In the rotary valve construction proposed in the first Bishop patent, a sleeve-like rotor has separate intake and exhaust ducts beginning in opposite axial side faces of the rotor body. The ducts respectively terminate in an inlet and exhaust port angularly spaced apart on the peripheral surface of the rotor body at the same axial location. The ports are dimensioned such that upon rotation of the valve rotor within the valve bore formed in the cylinder head of the engine, the inlet and exhaust ports periodically align with and pass over a single transfer port communicating the bore with the combustion chamber defined within the cylinder. The location and circumferential extension of the peripheral ports and herein between extending rotor surface zone, termed in Bishop “sealing zone”, are chosen and dimensioned such that given a properly timed rotor revolution speed with respect to the operating cycle of the engine, gas passage to/from the transfer port is enabled through the intake and exhaust ports of the rotor body and prevented while the “sealing surface” covers the transfer port. In other words, specific or “discrete” zones on the periphery of the rotor body (including those surface zones which contain the ports) are “associable” with a respective one of the phases of the operating cycle, eg the same “discrete surface zone” of the rotor body always passes over and covers the transfer port during the exhaust, intake and combined compression and expansion phases.
In the first Bishop patent is disclosed a system of so-called “floating seals” which consists of two longitudinal sealing elements, rectangular in cross-section, which are received in grooves extending parallel with respect to the axis of rotation of the rotor and formed on either circumferential side of the transfer port within the bore surface. This axially extending sealing elements are loaded against the peripheral surface of the rotor body portion which includes the gas exchange ports, thereby to bridge the radial gap and prevent gas flow from the transfer port past the seals in circumferential direction of the rotor body. Such seals will hereinafter also be referred to as “seal elements against circumferential flow”.

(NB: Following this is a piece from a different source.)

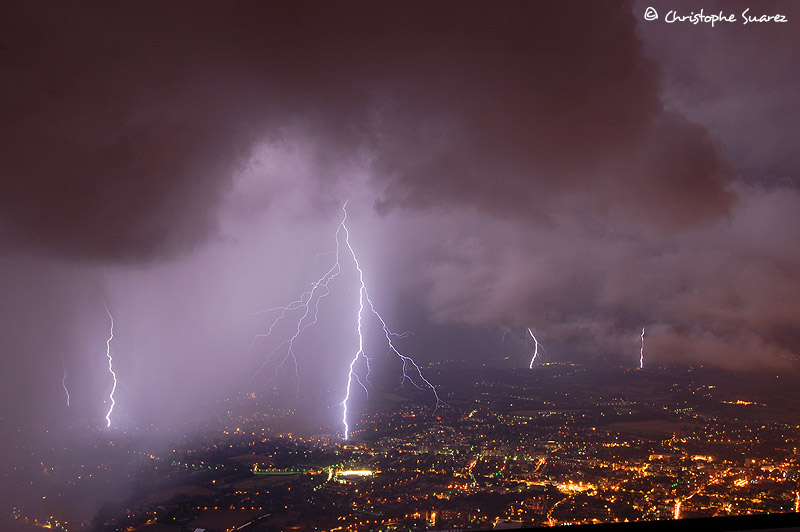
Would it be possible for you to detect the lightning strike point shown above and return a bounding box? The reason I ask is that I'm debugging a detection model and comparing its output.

The seal elements against circumferential flow are abutted at either longitudinal end at a sealing ring respectively received within an annular groove formed on either axial side of the transfer port within the bore surface. The radially inward facing inner peripheral surface of the sealing rings sealingly rubs against the peripheral surface of the rotor body thereby to prevent gas flow from the transfer port past the sealing rings in axial direction of the rotor body. Such sealing rings will herein after also be referred to as “seal elements against axial flow”.
The main function of the “floating seal frame” disclosed in the first Bishop patent is to prevent leakage of high pressure combustion gases primarily created during and subsequent the ignition phase of the operating cycle of the engine into the radial gap volume outside the framed transfer port, and thereby into the gas exchange ports of the rotor body and the axially adjoining rotor zones at which the rotor is supported in roller bearings. The effectiveness of the sealing system depends on the ability of the sealing elements against circumferential and axial flow to maintain a “closed” frame in particular during the critical compression, ignition and expansion phases. With the “seal frame” of the first Bishop patent this is not possible.